Reflecting on the Year 2023
As we bid adieu to 2023, I’m thrilled to share the incredible journey of open-source work and innovation that unfolded throughout the year. It’s been a year marked by challenges, triumphs, and the relentless pursuit of excellence in tech and development.
Databricks SDK for Python
In April, I achieved a significant milestone with the launch of the Databricks SDK for Python . Running with roughly 3-4 million monthly downloads - isn’t that great? What makes it even more noteworthy is the ingenious infrastructure reuse from the previous year’s Go SDK for Databricks . Overcoming hurdles in a large organization with over 5000 people, I navigated the release under the Apache 2.0 license. I’ve approached driving adoption by implementing an integration test cross-compiler into runnable Python (and Go ) code examples over a hackathon in roughly 1000 lines of code, making it easier to maintain thousands of code examples over 7 different languages. And, according to this email from PyPI, it paid off:
Another challenge was integrating the Unified Authentication layer of Python SDK with gRPC transport interceptors so that all the recent versions of Databricks Connect can “just work” without any configuration with the SDK-enabled ecosystem, like using the same environment variables or magically picking up auth tokens from Azure CLI or Databricks CLI. It also required a change to Apache Spark .
Reboot of Databricks CLI
May saw the big reboot of Databricks CLI , which was rewritten from Python to Go. The main driver behind a complete rewrite was the simplicity of dependencies and packaging for Go apps - cross-compiling a static binary across all the required operating systems and platforms gave our team way more freedom of choice for power features. Python imposed a significant maintenance challenge with dependencies across all the necessary platforms and environments. Same code generation infrastructure as for Go SDK, Python SDK, and Java SDK, reused Unified Authentication layer . And great experimental interactivity features, like progress spinners for long-running operations or drop-downs for unfilled IDs.
Expanding the SDK ecosystem with Java and R
May saw the launch of the Java SDK for Databricks , adopting the same robust code generation infrastructure and authentication experience.
June brought forth the birth of the Databricks SDK for R , an experimental yet impactful addition to the SDK family. With a shared code generation infrastructure, this project broke ground despite my R coding hiatus since 2017. ChatGPT helped me to write the working core of services just within two days - I was mostly asking things like “How to translate this code in Go to R?” or “What does this code mean?” because R has quite a distinctive syntax and quite different idioms from all the languages I’m working with. However, the Advanced R book by Hadley Wickham helped me better understand the language and polish all the code generation templates right before the initial release. I initially thought R for Data Science book could help build better libraries, but that has a different focus. The journey to CRAN is ongoing, with a promising future for this experimental endeavor.
Nurturing Innovation in Databricks Labs
Throughout the year, I helped launch various projects within Databricks Labs, such as DiscoverX , Doc QA LLM chatbot , and DLT Meta . Ensuring the right design for long-term success became a priority, and the commitment to excellence in these projects mirrors the broader ethos of open-source development. November marked the rollout of the Contributor License Agreement (CLA) Assistant for Databricks Labs, enhancing our ability to track and accept external contributions. This move strengthens our commitment to fostering a vibrant and collaborative community.
Wrapping up the year in December, the launch of Databricks Labs Sandbox promises an even more experimental platform. With a consistent CLI front end and existing release infrastructure, this sandbox sets the stage for prototyping growth in the coming year.

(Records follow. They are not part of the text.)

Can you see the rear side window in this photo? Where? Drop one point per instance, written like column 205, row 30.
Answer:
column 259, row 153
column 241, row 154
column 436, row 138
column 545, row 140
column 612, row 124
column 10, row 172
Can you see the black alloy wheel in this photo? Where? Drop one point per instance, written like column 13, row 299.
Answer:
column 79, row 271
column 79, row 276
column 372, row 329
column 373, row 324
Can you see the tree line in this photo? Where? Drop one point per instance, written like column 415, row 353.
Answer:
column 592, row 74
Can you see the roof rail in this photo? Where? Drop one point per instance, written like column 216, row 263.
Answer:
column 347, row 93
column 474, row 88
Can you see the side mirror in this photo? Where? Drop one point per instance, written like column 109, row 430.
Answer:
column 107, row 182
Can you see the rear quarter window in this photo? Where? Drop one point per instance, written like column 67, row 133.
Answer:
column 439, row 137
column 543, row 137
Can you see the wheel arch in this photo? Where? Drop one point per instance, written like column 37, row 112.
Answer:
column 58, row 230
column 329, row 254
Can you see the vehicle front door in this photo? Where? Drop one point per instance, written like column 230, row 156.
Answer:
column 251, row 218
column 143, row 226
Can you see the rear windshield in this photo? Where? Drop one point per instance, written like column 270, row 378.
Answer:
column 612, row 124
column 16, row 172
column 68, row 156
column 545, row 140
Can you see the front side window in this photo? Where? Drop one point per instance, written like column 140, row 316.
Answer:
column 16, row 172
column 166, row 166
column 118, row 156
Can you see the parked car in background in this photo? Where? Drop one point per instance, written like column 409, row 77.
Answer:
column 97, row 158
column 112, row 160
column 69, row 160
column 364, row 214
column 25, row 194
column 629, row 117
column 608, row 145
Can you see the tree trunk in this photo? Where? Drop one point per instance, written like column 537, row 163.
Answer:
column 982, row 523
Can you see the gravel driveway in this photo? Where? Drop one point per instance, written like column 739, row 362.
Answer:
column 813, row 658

Release Processes for the Shippable Software
Managing numerous tools and libraries with frequent releases is no small feat. This year, I’ve launched plenty of tools. Those require regular releases, each release taking approximately 20-40 minutes per library - regenerating code where necessary, documenting Public API differences and breaking changes, bumping the semantic version accordingly, collecting merged pull requests since the last release, updating the changelog file with all that (but in a way the release notes are editable), making that changelog part of the release pull request, waiting for the pull request to merge, tagging a commit on the main branch, pushing that tag and creating a GitHub release with the same release notes, as in the changelog. All these tools and libraries are released almost every other week. So I’ve decided to save many man-weeks-per-year by automating the release process to something between 2 and 15 minutes, depending on how fast CI runs and how well people make their pull request titles. This monumental step has streamlined our workflow, allowing for faster iterations and more frequent releases .
Technical Book Reviews
This year, I’ve tried myself as a technical book reviewer, volunteering time to read books before they see the print. Manning Publishing suggested reviewing two titles, drawing on my extensive experience in Go and Terraform development. Apparently, I have written most of the code in Go for the past couple of years, so I enjoyed reading Learn Concurrent Programming with Go by James Cutajar . It was an interesting angle compared to the one presented in Concurrency in Go by Katherine Cox-Buday . Since I created a Terraform provider, that has more than 20 million downloads , it was a pleasure for me to review some chapters of Terraform in Depth (MEAP) by Robert Hafner . There are not many books on the subject, so every fresh perspective benefits the practitioner community.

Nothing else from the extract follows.